Joyent publishes a new SmartOS release every two weeks. Installing the bleeding edge is risky because some releases are faulty. Joyent marks such releases with a toxic tag. Avoid them. Since such toxic releases could not be recognized as such when published, my approach is to install at least a month old release, not the last release.

What about security?

SmartOS is a hypervisor. It doesn't run user processes, production code. That is something you run inside Solaris containers. In the global zone of a SmartOS instance you only have NTP, SSH, a NAT/firewall and maybe a handful of VNC instances showing KVM Solaris containers accesible from the network. You don't run a database or a webserver in the SmartOS global zone.

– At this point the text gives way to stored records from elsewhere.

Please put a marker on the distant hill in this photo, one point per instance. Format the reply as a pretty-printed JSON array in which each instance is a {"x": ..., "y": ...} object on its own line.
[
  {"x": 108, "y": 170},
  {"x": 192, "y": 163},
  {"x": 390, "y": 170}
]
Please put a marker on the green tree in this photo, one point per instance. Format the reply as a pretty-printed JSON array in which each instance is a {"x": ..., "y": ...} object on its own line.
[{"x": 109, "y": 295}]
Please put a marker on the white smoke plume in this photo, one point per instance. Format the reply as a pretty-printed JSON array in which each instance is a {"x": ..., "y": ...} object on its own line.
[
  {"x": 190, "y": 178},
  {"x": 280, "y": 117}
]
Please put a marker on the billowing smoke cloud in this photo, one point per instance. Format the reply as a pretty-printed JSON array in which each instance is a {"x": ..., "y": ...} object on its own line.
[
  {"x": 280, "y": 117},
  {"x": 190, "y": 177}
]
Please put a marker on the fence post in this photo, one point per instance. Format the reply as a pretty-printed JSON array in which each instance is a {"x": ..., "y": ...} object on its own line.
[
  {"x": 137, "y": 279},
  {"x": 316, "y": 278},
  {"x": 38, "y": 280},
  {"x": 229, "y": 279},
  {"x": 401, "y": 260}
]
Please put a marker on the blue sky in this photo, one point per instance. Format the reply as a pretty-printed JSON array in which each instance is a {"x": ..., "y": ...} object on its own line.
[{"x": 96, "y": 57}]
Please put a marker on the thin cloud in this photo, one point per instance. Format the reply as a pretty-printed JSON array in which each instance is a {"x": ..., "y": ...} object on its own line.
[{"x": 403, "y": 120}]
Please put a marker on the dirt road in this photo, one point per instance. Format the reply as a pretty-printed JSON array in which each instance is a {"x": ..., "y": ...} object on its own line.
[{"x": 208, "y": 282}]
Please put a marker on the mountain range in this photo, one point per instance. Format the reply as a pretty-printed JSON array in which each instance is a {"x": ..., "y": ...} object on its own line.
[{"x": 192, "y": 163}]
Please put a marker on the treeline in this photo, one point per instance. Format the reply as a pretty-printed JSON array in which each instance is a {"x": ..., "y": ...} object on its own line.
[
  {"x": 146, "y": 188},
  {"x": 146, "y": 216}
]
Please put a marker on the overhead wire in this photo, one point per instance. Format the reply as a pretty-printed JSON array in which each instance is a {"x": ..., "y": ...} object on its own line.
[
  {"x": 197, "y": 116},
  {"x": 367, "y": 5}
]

You don't usually have security issues in SmartOS hypervisor.

What I personally do is to check new SmartOS releases every two weeks and see if there is a security fix, a fix of an issuing I am experiencing or a new feature I am interested in. When that happens, upgrading is a priority. When it is not the case, upgrading is not needed and I rather prefer to avoid the effort and the downtime.

Even in that case, I usually upgrade the SmartOS release I am running once or twice per year, just because general improvements and spring cleaning.

Note that upgrading SmartOS is something you can undo simply editing the text file /arranque/boot/grub/menu.lst. Risk free. The only downside is the downtime while the server reboots.